My dr. sent me to PT. At first it helped, but then the pain increased. I demanded tests. Xrays & MRIs were done of my hips & I was told I have "sloppy hips" - easily put out of joint. PT didn't help, so I quit. The back pain & muscle pain got worse. I demanded a xray of my back, was told I have arthritis, bulging disc & bone spurs, but not given any treatment - "deal with it." My dr. then sent me to a pain clinic in conjunction with PT. The paing clinic gave me shots, then I went directly to PT. The therapists were stunned - everywhere I received a shot, I had a huge knot & they couldn't work it out. Turns out the shots had lidocaine - I'm allergic to it. The pain increased with the shots/PT, so I quit.
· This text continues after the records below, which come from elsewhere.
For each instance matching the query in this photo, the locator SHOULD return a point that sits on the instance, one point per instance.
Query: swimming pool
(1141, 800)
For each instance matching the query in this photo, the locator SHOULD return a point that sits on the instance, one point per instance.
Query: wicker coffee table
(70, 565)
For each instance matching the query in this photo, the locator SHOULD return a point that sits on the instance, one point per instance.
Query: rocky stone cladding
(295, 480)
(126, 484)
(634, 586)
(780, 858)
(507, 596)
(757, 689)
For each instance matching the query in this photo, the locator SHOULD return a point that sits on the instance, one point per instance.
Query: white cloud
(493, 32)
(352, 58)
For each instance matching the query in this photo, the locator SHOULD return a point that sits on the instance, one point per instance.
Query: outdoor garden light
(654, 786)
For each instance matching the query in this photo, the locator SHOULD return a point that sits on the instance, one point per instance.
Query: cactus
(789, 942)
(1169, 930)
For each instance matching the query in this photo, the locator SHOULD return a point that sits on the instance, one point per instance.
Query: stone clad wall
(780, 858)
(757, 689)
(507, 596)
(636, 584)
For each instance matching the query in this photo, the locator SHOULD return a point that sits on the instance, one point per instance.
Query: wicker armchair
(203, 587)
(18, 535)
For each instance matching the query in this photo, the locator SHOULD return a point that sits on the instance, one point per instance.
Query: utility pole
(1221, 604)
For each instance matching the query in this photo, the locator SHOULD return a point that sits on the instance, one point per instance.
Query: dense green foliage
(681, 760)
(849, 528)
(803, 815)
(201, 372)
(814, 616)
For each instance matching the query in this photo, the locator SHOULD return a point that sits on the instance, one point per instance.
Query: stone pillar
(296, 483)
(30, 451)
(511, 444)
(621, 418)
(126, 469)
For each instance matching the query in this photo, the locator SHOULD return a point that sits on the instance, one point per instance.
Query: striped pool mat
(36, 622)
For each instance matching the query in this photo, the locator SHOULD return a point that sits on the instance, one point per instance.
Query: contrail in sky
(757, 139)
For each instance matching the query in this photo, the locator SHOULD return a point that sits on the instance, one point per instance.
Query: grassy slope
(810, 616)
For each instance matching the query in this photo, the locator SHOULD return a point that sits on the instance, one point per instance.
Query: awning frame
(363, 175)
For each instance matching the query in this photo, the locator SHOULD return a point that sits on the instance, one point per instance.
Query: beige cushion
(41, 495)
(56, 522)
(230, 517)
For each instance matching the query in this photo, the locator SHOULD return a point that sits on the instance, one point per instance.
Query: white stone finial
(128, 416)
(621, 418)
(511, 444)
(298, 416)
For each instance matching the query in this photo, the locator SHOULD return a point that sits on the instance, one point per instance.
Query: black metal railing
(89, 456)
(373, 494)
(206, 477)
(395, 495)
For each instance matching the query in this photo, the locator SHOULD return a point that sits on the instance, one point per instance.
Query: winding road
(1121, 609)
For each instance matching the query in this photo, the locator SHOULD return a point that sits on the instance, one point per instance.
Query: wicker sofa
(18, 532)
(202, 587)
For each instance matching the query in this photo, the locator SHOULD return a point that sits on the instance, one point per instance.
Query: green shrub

I've seen my dr. several times when the FMS has been severe - severe pain at any touch, skin feeling like it was being burned when touched, etc. She has tried every med & shot possible with no help. Just over a week ago, I saw her again. I pointed out that I know some of the pain is FMS, some from the back injury, but I think there is something more here. But she just focused on the FMS & gave me savella. I can't say I've seen any improvement yet.
FMS is a muscle disease. But I am having severe pain in all my joints. Wouldn't that be caused by something else? How do I get my dr. to look into something else?
I try to stay active. I'm up & down all the time because when I get up to do something, I can only be on my feet for a few minutes & then have to sit down. I have a few hobbies & my cats to try to focus on other things. I've done everything I can think of to deal with this. Am I dealing with more than the muscle diseases & back injury?